Cette mesure, conjuguée à l’ajustement des taux d’imposition, permettra de combler les nouveaux besoins financiers du Québec en matière de santé.

Nous annonçons aussi des changements à la TVQ. Le taux uniforme, qui est actuellement de 7.5% sera réduit à 5%, à partir du 1er juillet 2011.

En même temps, ce taux sera porté à 20% sur une liste de produits de luxe et/ou de produits à fort impact environnemental. Dans un premier temps, les voitures de luxe, les embarcations de plaisance et les véhicules récréatifs motorisés y seront assujettis.

En matière de fiscalité municipale et scolaire, nous annonçons l’abolition graduelle, sur une période de cinq ans, de l’impôt foncier pour tous les propriétaires résidents.

Cette réduction majeure dans les revenus des municipalités sera compensée par un prélèvement correspondant de la taxe sur l’essence payée par les résidents de chaque municipalité, par des mesures compensatoires à l’intention des villes offrant du transport en commun, et par une hausse des autres champs de fiscalité municipale locale.

 

L’énergie et les tarifs d’électricité

Les tarifs d’Hydro-Québec, trop longtemps considérés comme une autre vache sacrée, seront ajustés dans le but de constituer un incitatif à la modération en matière de consommation énergétique.

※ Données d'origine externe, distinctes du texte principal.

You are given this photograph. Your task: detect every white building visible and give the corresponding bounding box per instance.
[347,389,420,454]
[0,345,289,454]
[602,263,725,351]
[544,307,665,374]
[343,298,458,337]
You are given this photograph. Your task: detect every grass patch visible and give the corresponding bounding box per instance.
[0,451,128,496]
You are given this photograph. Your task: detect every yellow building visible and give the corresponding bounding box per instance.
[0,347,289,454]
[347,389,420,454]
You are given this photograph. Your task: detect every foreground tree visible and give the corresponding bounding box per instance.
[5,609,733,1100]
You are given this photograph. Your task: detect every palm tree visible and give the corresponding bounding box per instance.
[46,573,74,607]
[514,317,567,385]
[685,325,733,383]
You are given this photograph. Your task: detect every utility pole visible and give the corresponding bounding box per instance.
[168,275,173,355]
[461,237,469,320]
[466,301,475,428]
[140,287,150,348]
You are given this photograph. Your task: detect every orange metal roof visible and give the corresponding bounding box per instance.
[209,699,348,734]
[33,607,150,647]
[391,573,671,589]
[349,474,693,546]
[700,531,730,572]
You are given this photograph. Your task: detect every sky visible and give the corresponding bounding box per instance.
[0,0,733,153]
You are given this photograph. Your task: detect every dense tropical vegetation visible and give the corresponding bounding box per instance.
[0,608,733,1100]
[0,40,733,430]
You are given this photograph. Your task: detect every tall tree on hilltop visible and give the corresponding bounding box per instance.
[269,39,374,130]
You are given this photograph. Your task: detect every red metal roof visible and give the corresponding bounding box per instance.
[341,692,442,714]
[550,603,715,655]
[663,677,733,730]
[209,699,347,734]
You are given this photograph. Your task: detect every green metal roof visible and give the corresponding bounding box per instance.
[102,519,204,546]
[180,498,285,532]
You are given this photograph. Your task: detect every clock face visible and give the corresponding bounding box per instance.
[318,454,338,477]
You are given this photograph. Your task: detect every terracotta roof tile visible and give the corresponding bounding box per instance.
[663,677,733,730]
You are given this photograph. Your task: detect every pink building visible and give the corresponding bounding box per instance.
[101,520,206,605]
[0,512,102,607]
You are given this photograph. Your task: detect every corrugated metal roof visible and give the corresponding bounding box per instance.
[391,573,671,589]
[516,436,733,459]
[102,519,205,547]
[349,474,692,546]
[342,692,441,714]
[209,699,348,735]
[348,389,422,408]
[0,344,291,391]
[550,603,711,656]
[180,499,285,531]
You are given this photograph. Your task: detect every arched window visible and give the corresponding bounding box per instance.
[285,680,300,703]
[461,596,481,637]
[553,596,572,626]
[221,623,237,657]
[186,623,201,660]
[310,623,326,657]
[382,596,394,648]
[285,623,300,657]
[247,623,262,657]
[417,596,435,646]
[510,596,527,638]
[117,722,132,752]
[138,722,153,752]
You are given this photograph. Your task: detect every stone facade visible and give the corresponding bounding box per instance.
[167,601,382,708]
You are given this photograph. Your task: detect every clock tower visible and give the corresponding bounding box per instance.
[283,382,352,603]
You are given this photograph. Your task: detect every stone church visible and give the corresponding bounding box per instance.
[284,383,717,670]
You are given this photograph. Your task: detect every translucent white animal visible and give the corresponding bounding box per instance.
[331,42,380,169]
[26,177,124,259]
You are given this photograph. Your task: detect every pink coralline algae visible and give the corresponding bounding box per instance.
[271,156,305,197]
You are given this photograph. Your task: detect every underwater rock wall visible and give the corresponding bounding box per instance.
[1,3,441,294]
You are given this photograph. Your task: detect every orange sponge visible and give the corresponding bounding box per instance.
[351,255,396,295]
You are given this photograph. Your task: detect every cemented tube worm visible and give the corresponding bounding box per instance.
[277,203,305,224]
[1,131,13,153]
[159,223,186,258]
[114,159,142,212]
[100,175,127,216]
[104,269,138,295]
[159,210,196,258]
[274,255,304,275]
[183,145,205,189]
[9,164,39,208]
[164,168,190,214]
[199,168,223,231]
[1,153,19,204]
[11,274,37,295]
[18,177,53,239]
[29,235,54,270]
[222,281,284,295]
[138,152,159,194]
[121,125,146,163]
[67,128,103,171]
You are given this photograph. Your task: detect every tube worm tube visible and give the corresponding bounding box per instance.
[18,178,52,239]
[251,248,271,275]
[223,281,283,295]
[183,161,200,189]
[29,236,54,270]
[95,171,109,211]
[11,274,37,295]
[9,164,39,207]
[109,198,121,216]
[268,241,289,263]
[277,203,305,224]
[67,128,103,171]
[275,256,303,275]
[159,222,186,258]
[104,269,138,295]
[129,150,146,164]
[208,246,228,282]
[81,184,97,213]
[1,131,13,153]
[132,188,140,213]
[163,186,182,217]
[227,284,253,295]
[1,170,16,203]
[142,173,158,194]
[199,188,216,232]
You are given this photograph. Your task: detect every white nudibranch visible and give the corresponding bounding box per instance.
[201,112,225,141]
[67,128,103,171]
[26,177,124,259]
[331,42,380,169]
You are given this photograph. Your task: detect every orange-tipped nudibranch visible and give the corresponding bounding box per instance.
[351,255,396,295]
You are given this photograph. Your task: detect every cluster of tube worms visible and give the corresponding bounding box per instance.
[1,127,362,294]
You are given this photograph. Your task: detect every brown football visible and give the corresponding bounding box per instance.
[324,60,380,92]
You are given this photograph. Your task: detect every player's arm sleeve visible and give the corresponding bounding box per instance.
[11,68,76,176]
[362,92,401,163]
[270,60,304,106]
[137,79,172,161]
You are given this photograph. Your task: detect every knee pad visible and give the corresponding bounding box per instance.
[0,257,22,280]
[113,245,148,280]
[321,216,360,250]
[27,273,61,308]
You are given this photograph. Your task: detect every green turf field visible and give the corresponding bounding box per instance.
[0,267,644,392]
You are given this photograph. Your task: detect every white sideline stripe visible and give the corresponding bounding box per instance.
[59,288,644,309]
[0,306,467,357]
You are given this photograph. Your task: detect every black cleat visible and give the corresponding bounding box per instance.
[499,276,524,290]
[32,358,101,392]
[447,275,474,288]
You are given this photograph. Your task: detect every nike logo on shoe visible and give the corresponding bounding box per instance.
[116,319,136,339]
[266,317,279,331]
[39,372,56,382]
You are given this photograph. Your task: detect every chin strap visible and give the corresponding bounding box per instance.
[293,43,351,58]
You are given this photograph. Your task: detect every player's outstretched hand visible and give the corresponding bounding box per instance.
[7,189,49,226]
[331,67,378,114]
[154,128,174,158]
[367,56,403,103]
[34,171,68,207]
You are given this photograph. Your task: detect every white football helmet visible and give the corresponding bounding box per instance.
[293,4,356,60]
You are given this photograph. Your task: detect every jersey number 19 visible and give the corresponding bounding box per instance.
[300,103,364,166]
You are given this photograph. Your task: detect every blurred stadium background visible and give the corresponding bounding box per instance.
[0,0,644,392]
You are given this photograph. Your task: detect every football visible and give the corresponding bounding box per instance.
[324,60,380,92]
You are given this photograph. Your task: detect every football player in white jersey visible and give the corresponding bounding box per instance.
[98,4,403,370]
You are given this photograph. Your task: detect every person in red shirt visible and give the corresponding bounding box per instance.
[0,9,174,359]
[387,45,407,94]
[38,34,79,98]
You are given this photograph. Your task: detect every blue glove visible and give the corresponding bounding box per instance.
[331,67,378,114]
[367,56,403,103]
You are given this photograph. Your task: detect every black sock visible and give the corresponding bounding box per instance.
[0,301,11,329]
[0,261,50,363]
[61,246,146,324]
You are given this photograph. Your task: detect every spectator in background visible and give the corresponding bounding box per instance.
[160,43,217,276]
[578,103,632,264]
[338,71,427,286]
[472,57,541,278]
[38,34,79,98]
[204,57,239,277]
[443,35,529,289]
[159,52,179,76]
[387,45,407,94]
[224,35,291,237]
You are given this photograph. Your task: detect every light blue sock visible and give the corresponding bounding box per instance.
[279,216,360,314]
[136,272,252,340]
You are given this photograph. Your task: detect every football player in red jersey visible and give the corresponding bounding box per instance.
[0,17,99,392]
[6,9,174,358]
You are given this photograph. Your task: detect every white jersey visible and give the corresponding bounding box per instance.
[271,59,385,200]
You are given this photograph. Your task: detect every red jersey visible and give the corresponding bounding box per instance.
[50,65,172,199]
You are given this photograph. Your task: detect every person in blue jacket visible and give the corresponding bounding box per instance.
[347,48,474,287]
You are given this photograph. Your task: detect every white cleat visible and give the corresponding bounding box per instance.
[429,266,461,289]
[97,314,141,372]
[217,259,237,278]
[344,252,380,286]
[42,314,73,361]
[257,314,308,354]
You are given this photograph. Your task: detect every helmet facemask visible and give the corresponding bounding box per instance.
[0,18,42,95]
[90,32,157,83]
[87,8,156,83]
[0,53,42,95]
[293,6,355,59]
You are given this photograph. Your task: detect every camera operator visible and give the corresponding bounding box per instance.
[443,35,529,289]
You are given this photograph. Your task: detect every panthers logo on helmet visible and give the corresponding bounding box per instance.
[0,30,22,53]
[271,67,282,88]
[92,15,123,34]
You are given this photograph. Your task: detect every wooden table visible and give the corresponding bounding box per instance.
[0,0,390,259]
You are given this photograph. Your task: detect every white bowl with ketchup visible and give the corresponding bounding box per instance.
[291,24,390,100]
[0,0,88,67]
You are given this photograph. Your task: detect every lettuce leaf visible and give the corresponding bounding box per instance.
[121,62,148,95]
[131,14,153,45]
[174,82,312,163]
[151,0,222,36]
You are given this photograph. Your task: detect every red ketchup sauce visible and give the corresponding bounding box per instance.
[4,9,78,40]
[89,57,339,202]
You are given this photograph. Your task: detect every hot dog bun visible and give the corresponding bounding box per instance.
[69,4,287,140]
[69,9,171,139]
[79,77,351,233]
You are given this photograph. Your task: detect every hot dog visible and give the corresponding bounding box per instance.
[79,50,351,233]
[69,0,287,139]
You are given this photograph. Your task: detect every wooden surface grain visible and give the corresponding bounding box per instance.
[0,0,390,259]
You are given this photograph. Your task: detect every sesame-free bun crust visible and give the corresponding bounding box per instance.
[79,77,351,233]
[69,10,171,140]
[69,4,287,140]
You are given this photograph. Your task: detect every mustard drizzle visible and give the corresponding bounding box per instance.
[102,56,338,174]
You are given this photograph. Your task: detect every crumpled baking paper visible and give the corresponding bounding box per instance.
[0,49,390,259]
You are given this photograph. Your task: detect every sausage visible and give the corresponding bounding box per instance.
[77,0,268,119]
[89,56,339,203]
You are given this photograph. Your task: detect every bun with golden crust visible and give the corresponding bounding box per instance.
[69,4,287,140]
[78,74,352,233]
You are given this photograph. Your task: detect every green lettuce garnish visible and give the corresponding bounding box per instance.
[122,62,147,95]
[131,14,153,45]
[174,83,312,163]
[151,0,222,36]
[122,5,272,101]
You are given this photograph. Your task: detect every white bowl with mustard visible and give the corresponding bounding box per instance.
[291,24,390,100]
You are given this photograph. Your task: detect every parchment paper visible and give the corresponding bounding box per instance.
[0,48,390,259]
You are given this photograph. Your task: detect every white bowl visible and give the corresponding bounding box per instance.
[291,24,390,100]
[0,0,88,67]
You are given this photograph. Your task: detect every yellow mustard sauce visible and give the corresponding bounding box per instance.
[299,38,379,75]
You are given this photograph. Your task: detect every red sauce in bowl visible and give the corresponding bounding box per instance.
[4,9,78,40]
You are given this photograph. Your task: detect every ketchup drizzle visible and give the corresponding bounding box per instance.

Pour l’électricité de consommation résidentielle, le tarif de base, applicable aux premiers 30 Kwh par jour, sera réduit de 5%. Le tarif applicable aux 15 Kwh subséquents sera majoré de 10%, et une majoration de 20% s’appliquera à la consommation excédentaire.

Dans le domaine de la consommation d’énergie, nous annonçons aussi une augmentation immédiate de 10 cents de la taxe sur le litre d’essence, applicable à partir de minuit ce soir.

Comme ce niveau d’augmentation est couramment pratiqué par les pétrolières sans que cela ne crée de remous excessifs, nous pensons qu’une telle augmentation sera facilement acceptée et qu’elle sera éminemment profitable à l’ensemble des citoyens du Québec.

En plus de favoriser la protection de l’environnement, elle rapportera un montant de 1,2 milliards dès l’année fiscale 2010-2011. De plus, des augmentations supplémentaires de 10 cents le litre s’ajouteront à chaque année pour les trois années subséquentes, le tout contribuant pour un total de 12 milliards de dollars aux finances publiques du Québec.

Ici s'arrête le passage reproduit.